As más razões, é a forma como este alargamento do futebol esteve associado ao crescimento no negócio e da corrupção. O documentário da Netflix sobre a FIFA, mostra bem como se fez esta transição de uma organização respeitável e com poucos recursos para uma organização milionária, em que quem tem os direitos comerciais da transmissão das provas passou, com a difusão em massa da televisão, a ter lucros fabulosos e a poder corromper quem tem o poder na organização. As coisas começam sobretudo com João Havelange, no cargo 24 anos, e continuaram no seu sucessor Joseph Blatter que esteve 17 anos à frente da organização, resistiu à investigação do FBI, mas acabou sendo suspenso na sequência do escândalo de corrupção revelado em 2015 que levou à prisão muitos dirigentes da FIFA. Subornos, compra de votos para eleições internas da FIFA (quando Blatter vence o respeitado sueco Lennart Johansson) ou para a atribuição da localização do mundial a certos países (como foi presumivelmente quer o caso da Rússia e em 2018 quer agora do Catar em 2022), e esquemas com atribuição de bilhetes fizeram parte de grande parte da história da FIFA. O Catar é o que já sabemos em termos de direitos humanos…

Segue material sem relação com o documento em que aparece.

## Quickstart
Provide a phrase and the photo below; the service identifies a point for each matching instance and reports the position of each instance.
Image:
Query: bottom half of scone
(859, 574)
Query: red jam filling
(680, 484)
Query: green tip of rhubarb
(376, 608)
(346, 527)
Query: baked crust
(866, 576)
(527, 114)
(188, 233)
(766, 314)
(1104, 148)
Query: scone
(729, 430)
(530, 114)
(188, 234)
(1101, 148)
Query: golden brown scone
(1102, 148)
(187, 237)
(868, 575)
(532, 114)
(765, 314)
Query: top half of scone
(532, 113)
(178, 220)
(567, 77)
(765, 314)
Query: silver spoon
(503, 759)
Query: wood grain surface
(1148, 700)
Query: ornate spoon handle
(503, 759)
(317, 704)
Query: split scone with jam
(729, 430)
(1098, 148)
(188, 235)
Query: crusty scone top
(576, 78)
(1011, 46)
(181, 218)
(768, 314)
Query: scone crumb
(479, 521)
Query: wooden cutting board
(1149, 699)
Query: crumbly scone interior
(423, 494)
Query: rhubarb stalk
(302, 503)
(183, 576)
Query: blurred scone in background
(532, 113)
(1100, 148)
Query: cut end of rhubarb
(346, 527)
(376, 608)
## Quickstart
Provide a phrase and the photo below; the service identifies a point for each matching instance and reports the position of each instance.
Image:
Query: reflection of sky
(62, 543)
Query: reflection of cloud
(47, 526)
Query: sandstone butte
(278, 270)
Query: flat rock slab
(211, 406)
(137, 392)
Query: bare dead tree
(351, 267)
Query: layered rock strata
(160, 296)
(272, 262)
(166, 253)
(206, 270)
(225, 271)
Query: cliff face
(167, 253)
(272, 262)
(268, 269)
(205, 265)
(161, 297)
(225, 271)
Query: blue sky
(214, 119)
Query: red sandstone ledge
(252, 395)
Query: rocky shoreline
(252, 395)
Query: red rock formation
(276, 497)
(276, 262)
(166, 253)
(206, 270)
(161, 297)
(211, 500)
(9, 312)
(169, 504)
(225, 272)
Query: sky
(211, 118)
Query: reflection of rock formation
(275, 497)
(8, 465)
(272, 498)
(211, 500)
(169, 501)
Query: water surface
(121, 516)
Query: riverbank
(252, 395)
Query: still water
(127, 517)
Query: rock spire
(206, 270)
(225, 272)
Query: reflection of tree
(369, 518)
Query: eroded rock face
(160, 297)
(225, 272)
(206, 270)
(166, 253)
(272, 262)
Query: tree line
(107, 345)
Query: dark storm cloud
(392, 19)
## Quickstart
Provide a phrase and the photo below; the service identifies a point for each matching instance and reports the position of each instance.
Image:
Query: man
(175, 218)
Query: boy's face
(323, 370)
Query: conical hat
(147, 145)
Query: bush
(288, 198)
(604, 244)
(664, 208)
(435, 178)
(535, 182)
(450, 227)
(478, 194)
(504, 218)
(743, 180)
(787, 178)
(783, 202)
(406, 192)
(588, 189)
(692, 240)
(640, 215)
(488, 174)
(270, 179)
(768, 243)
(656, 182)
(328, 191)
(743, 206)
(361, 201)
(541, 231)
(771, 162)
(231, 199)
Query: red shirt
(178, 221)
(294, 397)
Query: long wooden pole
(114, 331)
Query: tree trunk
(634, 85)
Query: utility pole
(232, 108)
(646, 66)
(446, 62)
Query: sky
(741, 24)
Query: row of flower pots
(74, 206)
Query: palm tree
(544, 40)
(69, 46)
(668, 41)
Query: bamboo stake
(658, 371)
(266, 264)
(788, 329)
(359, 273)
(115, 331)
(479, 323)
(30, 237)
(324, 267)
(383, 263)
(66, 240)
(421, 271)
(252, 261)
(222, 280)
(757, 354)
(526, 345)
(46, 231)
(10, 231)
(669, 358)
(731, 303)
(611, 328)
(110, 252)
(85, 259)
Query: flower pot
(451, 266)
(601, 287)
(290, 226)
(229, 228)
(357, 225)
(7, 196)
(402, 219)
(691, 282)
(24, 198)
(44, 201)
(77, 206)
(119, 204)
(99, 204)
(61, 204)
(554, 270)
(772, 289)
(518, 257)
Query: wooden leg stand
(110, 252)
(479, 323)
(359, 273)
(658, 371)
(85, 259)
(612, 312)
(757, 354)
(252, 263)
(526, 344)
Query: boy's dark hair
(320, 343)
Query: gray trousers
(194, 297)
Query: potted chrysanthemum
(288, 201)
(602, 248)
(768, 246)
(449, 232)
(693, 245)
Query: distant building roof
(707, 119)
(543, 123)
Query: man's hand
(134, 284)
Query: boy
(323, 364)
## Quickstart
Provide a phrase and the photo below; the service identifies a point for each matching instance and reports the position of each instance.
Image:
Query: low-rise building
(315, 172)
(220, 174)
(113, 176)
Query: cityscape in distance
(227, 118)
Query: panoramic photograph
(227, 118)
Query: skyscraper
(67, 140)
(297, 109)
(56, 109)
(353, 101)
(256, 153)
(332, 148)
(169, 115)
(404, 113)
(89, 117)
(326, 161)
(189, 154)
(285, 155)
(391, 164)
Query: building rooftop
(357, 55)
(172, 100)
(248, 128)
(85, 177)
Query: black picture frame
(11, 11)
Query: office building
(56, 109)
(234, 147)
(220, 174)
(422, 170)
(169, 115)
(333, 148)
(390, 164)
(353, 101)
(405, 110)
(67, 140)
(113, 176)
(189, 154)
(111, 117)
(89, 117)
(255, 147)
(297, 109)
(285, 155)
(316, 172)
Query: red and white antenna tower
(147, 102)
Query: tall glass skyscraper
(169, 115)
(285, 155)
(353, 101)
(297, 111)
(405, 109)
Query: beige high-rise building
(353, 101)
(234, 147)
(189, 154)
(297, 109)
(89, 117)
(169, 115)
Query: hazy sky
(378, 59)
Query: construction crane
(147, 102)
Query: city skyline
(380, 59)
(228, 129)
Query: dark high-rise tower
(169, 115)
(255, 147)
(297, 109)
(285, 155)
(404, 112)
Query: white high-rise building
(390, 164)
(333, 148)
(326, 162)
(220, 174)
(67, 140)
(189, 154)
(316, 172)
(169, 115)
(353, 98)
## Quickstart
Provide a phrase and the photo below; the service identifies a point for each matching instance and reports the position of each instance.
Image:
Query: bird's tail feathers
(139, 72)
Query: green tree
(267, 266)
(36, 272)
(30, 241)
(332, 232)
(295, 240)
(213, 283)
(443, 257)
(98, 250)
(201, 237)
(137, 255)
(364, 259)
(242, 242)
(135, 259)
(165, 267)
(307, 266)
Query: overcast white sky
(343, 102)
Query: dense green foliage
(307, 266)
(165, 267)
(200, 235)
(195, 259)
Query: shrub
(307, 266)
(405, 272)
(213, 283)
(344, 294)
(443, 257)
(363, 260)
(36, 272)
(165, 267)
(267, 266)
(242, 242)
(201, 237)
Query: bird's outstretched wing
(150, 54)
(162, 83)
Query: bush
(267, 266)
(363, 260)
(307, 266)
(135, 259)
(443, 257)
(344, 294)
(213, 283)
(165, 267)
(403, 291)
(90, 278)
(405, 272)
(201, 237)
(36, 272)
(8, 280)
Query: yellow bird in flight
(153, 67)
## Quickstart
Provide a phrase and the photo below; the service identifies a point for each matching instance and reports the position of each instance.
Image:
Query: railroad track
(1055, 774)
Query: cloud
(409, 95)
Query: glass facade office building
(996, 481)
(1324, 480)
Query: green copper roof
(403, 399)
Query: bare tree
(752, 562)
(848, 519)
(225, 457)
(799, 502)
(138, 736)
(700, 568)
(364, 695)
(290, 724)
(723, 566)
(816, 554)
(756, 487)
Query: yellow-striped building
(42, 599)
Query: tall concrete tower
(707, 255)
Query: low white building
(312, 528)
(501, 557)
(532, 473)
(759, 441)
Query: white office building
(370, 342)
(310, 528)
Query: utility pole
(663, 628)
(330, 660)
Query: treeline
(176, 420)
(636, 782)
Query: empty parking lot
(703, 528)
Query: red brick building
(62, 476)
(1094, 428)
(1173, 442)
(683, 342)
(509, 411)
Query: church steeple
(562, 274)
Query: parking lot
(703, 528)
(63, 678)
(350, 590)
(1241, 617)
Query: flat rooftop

A relação institucional que as três mais altas figuras do Estado português estabelecem com este mundial, ou seja, com a FIFA e o Catar, é claramente excessiva. Uma coisa seria a presença numa meia-final, ou final, onde certamente seria justificado a presença do Presidente da República, reforçando simbolicamente o apoio do povo português à seleção. Mas no jogo inaugural? Nada o justifica nem mesmo o desejo da federação portuguesa de futebol (e do poder político por arrasto) de co-organizar o mundial em parceria com a Espanha e a Ucrânia em 2030. Marcelo, salvou um pouco a face falando nos direitos humanos, mas a sua audiência deve ter sido bem diminuta.
A deslocação do Presidente da República, em particular, suscitou uma votação parlamentar, constitucionalmente exigida, sobre a viagem ao Catar e também sobre a razoabilidade e interpretação da norma constitucional que o exige. Vivemos num regime parlamentar, apesar do seu carácter semi-presidencial. Faz todo o sentido essa votação pois uma visita de um Presidente é sempre um ato político da maior relevância e, por isso, não deve ter a oposição dos representantes dos portugueses.
A estratégia de globalização mundial do futebol, promovida por Havelange e Blatter, está agora a ser continuada, com os países árabes (Catar), depois com o mundial de 2026 em nada mais do que três grandes países (EUA, Canadá, e México). É verdade que a COP27 já terminou, mas será que alguém ainda se lembra que há uma muito elevada pegada carbónica associada a estes eventos mundiais? Mais tarde ou mais cedo este modelo de mundiais terá de ser alterado e os europeus deveriam ser pioneiros nesta mudança. Duas coisas parecem certas: quanto mais o negócio do futebol se alargar à escala mundial maiores os riscos de corrupção e não será o futebol o motor do desenvolvimento em Portugal.